Unable to win support in the Senate for their misguided policies, fossil fuel allies in the House have resorted to trying to use the debt limit to pass their massive giveaway to oil and gas companies. Late on Wednesday, the House narrowly passed H.R.2811 which would lift the debt limit, avoiding the economic catastrophe that would ensue if the U.S. defaults on its debt payments, but it also includes a slew of unrelated priorities on various energy and natural resource topics. Most of these provisions are recycled from H.R.1, the House leadership's marquee energy package which passed the House earlier this spring and went nowhere in the Senate.
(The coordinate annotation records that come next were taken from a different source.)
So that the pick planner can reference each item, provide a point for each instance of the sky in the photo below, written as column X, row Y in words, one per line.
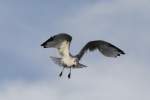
column 27, row 73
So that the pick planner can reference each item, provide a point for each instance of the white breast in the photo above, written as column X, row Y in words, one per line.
column 69, row 61
column 64, row 48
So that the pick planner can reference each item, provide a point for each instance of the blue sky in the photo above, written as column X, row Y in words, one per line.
column 26, row 71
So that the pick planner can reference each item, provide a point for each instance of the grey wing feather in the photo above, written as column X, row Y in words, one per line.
column 56, row 40
column 56, row 60
column 107, row 49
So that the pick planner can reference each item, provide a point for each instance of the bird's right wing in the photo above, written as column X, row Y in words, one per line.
column 107, row 49
column 60, row 41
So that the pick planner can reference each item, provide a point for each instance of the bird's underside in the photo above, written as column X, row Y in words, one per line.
column 62, row 42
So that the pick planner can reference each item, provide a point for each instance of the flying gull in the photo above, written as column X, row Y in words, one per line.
column 62, row 42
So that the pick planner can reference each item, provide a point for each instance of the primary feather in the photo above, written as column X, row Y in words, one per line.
column 107, row 49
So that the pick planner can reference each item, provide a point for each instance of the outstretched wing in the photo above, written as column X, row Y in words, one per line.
column 107, row 49
column 60, row 41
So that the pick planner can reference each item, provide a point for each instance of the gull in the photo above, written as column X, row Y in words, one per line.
column 62, row 42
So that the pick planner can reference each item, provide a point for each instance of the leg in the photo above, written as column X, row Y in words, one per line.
column 69, row 75
column 61, row 72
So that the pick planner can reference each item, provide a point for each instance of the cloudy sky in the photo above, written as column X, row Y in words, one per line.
column 27, row 73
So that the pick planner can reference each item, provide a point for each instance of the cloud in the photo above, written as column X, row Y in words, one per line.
column 27, row 73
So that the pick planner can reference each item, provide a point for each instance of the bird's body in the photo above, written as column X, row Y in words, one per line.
column 62, row 42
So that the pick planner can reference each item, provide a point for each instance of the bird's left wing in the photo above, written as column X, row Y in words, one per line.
column 107, row 49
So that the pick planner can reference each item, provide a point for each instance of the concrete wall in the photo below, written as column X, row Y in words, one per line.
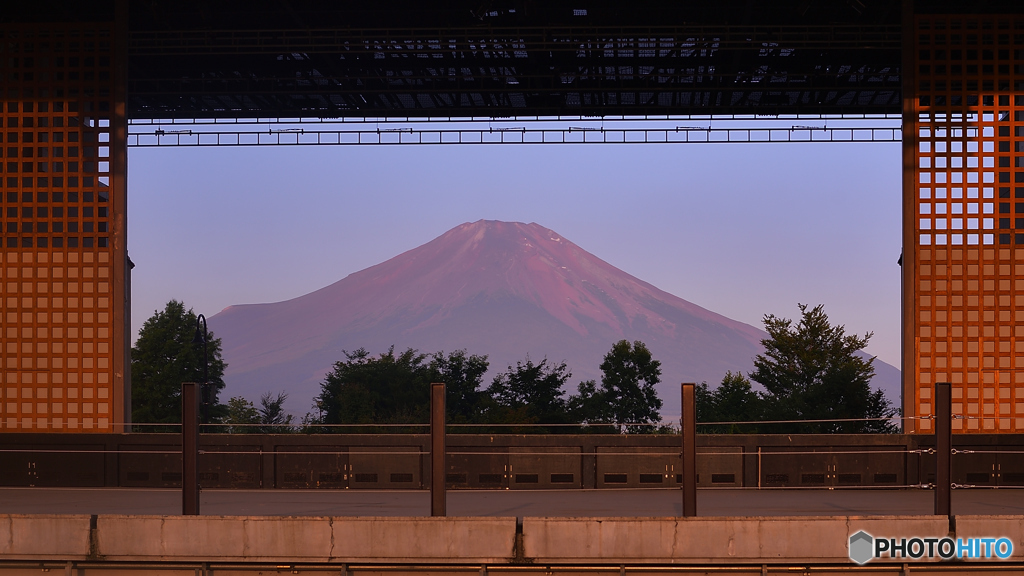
column 470, row 540
column 500, row 461
column 255, row 539
column 677, row 540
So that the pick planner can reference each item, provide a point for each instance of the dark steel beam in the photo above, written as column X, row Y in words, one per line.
column 688, row 423
column 189, row 449
column 943, row 449
column 437, row 449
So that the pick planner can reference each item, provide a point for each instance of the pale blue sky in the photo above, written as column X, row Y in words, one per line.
column 741, row 230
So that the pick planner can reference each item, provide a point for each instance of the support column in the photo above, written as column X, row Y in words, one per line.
column 689, row 456
column 943, row 449
column 189, row 449
column 437, row 450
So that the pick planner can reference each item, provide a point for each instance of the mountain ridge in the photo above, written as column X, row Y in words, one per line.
column 504, row 289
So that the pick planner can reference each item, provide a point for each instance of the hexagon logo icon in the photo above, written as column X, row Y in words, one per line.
column 861, row 545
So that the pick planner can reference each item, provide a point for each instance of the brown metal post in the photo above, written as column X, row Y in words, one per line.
column 437, row 450
column 689, row 425
column 943, row 449
column 189, row 449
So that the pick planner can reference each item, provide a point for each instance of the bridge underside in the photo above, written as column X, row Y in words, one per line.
column 75, row 74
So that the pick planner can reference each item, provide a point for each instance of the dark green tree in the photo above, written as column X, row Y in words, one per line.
column 242, row 416
column 463, row 376
column 732, row 401
column 165, row 356
column 811, row 370
column 529, row 394
column 385, row 388
column 628, row 380
column 271, row 413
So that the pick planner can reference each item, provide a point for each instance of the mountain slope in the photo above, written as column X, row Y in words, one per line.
column 504, row 289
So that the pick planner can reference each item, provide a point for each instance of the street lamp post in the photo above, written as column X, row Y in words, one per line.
column 201, row 337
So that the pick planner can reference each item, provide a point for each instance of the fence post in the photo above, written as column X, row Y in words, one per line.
column 943, row 449
column 437, row 450
column 189, row 449
column 689, row 455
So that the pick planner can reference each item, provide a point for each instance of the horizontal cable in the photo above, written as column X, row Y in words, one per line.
column 512, row 135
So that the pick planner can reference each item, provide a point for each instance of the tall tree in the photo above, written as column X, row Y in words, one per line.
column 733, row 401
column 271, row 413
column 242, row 416
column 811, row 370
column 463, row 376
column 530, row 394
column 385, row 388
column 165, row 356
column 629, row 376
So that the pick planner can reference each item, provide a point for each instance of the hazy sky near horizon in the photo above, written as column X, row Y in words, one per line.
column 742, row 230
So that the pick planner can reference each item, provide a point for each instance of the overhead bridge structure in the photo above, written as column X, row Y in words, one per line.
column 81, row 81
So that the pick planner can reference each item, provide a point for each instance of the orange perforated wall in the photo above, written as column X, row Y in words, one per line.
column 62, row 201
column 964, row 220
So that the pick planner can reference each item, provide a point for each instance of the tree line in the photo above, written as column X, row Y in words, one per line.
column 813, row 381
column 393, row 388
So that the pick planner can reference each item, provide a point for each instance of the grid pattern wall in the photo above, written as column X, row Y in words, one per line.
column 969, row 164
column 57, row 213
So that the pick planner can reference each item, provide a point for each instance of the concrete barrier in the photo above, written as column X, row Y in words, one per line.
column 711, row 540
column 306, row 539
column 994, row 527
column 44, row 536
column 810, row 540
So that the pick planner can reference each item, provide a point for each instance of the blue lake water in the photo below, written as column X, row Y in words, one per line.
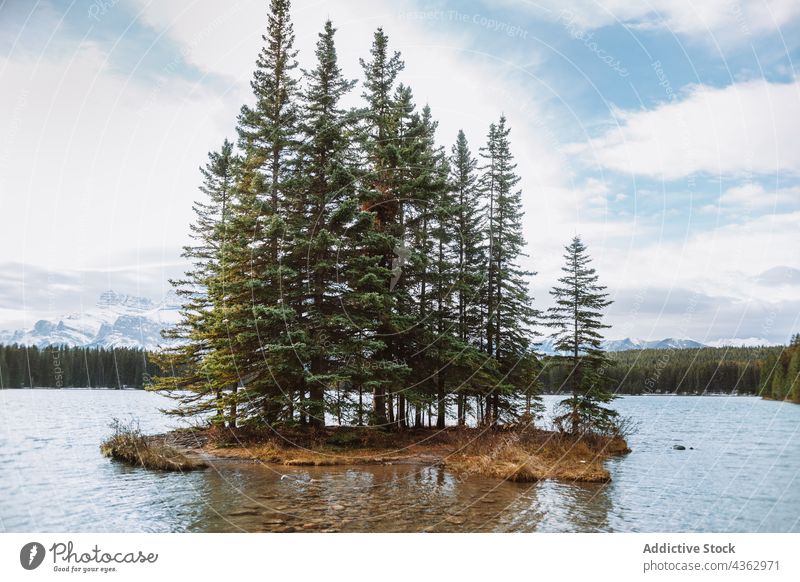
column 741, row 476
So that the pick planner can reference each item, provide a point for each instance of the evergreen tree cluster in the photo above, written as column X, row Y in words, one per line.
column 63, row 367
column 346, row 267
column 780, row 373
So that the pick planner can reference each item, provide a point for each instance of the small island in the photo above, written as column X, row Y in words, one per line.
column 513, row 454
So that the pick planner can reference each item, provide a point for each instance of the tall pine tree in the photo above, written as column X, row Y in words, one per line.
column 577, row 320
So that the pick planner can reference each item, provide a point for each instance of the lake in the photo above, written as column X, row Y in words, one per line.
column 741, row 476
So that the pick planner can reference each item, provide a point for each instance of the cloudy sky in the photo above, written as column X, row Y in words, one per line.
column 664, row 132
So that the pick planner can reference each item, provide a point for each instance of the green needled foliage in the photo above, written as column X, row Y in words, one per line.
column 577, row 321
column 346, row 267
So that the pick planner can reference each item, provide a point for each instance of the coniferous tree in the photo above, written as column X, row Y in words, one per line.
column 509, row 315
column 200, row 379
column 577, row 320
column 379, row 195
column 320, row 222
column 262, row 318
column 793, row 375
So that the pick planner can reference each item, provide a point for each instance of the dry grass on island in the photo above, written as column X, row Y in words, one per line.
column 505, row 453
column 128, row 445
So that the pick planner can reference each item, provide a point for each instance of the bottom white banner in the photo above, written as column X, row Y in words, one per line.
column 356, row 557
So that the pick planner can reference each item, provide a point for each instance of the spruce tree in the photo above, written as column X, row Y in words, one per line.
column 509, row 315
column 262, row 319
column 379, row 195
column 199, row 375
column 577, row 320
column 319, row 224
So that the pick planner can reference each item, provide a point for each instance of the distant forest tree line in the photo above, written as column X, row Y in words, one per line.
column 74, row 367
column 726, row 370
column 772, row 372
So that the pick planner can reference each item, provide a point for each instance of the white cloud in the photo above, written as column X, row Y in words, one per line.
column 753, row 196
column 742, row 129
column 713, row 20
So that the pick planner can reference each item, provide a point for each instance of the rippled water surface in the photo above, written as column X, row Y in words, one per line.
column 742, row 475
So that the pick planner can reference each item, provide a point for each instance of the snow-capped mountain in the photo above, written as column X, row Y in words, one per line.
column 736, row 342
column 117, row 320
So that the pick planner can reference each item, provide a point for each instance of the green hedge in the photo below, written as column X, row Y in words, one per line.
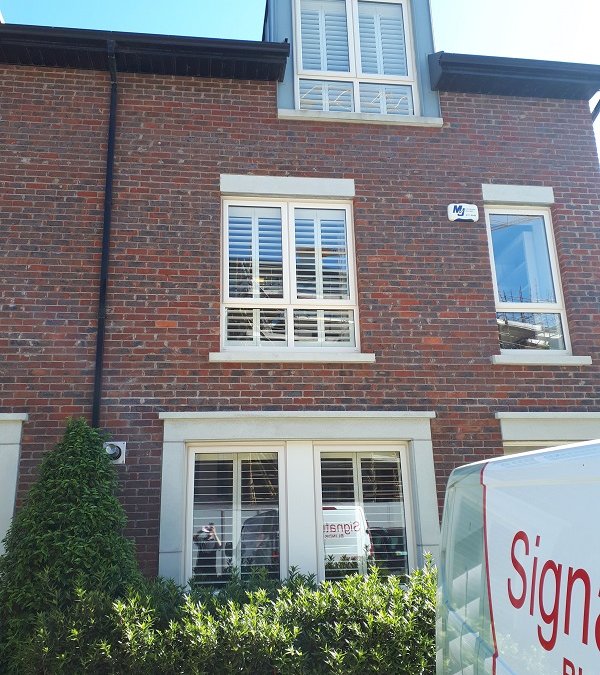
column 359, row 625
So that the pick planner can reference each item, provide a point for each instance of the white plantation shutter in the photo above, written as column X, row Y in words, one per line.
column 255, row 326
column 324, row 327
column 329, row 96
column 324, row 35
column 386, row 99
column 255, row 252
column 238, row 495
column 382, row 39
column 321, row 254
column 288, row 290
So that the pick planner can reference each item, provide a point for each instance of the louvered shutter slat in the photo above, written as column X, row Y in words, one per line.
column 386, row 99
column 325, row 95
column 382, row 39
column 324, row 35
column 311, row 40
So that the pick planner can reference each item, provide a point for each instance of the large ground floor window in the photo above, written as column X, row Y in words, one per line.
column 364, row 516
column 235, row 515
column 324, row 492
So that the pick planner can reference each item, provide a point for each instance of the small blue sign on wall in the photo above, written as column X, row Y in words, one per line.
column 463, row 213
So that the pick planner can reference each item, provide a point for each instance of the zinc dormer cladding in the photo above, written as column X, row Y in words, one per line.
column 361, row 57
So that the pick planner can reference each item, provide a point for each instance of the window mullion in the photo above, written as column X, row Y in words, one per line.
column 318, row 258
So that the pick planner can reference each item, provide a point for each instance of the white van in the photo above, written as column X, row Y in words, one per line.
column 519, row 574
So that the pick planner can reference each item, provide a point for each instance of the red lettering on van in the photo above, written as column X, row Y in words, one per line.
column 546, row 595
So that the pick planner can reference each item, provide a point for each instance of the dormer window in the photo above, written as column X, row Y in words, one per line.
column 355, row 56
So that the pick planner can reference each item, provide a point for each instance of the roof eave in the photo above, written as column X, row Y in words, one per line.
column 513, row 77
column 143, row 53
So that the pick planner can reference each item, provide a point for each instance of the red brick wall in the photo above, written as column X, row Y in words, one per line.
column 425, row 287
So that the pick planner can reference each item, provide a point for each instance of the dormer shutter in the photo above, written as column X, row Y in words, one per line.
column 382, row 41
column 324, row 33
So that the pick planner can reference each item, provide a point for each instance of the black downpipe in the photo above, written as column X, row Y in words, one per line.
column 104, row 264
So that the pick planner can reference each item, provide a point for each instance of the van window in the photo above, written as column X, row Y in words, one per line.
column 464, row 632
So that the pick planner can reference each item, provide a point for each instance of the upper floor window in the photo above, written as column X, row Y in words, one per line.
column 529, row 304
column 355, row 56
column 288, row 276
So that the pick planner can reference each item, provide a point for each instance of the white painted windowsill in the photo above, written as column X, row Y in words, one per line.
column 360, row 118
column 296, row 356
column 540, row 359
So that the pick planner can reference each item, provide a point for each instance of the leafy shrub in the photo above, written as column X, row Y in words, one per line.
column 360, row 625
column 65, row 541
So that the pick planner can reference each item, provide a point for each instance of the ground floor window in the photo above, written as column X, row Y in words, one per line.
column 235, row 515
column 364, row 518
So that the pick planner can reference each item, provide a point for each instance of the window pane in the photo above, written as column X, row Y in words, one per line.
column 322, row 95
column 321, row 254
column 386, row 99
column 363, row 514
column 382, row 42
column 384, row 510
column 240, row 252
column 255, row 252
column 521, row 258
column 322, row 327
column 260, row 515
column 339, row 326
column 213, row 524
column 236, row 516
column 324, row 35
column 528, row 330
column 255, row 326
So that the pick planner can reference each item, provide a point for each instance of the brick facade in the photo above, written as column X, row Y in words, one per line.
column 425, row 287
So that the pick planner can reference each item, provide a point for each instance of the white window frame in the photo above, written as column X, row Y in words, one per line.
column 346, row 450
column 557, row 307
column 289, row 303
column 237, row 451
column 355, row 76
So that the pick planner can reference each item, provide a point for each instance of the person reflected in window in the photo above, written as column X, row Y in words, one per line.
column 208, row 543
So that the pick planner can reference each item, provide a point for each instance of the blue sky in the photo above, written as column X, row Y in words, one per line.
column 542, row 29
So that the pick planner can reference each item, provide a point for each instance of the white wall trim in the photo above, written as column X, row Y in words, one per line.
column 359, row 118
column 533, row 195
column 11, row 425
column 541, row 358
column 298, row 429
column 290, row 356
column 287, row 186
column 549, row 426
column 303, row 414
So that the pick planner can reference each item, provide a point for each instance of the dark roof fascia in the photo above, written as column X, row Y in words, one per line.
column 143, row 53
column 513, row 77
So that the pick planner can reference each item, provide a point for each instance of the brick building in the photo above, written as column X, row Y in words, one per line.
column 242, row 265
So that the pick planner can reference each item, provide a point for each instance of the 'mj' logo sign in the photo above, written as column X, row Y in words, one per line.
column 464, row 213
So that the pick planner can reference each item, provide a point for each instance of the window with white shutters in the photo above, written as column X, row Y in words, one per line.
column 355, row 56
column 364, row 515
column 289, row 276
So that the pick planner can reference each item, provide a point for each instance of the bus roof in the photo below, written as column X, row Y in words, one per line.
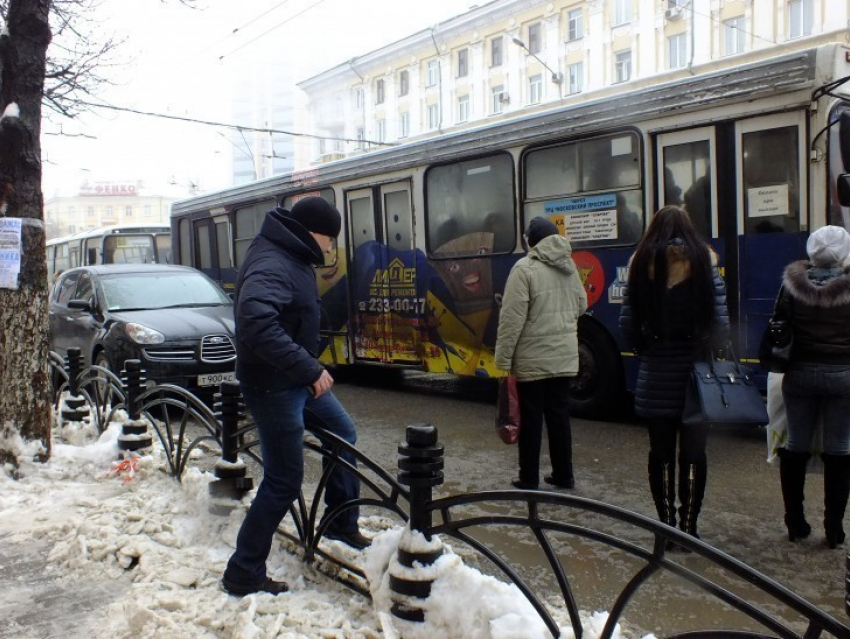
column 794, row 73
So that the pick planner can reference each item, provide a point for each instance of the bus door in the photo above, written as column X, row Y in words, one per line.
column 771, row 182
column 388, row 312
column 687, row 176
column 212, row 254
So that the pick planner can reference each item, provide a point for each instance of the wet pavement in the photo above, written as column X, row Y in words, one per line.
column 742, row 513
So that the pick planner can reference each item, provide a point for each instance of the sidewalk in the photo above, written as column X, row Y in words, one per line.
column 37, row 604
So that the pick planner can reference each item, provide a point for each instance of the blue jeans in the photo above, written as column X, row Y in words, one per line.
column 280, row 412
column 815, row 393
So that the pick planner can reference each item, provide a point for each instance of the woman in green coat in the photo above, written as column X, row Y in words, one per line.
column 538, row 343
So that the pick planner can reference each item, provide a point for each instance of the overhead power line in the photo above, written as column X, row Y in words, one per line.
column 236, row 127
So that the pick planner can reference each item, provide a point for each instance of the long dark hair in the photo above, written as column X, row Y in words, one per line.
column 670, row 229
Among other things, H.R.2811 (like H.R.1 before it) once again tries to reverse many of the Inflation Reduction Act’s reforms to the onshore oil and gas leasing program: the bill would return royalty rates, minimum bids, and rental rates to the outdated rates that were put in place in 1920; eliminate the fees companies pay to nominate land for leasing; restore noncompetitive leasing, letting companies lock up public land for just $1.50 an acre; and impose a per-page fee for exercising the right to protest lease sales. The bill would also require quarterly lease sales to be held in a variety of states, including several Western states, and remove the Interior Secretary's authority to determine which lands are eligible for oil and gas leasing. This provision would pave the way for companies—or anyone—to lock up public lands by nominating and leasing parcels regardless of their oil and gas production potential or any other values and uses of the land
Like H.R.1 before it, H.R.2811 is almost certain to die immediately in the Senate, and President Joe Biden has said he will veto it if it gets to his desk. Unlike the death of H.R.1, however, failure to increase the debt limit will have drastic impacts for the American economy. Tying the debt limit to unpopular and unpassable policies demonstrates that fossil fuel allies in the House care only about giveaways to oil and gas companies and are unserious about legislating in the best interests of the American people.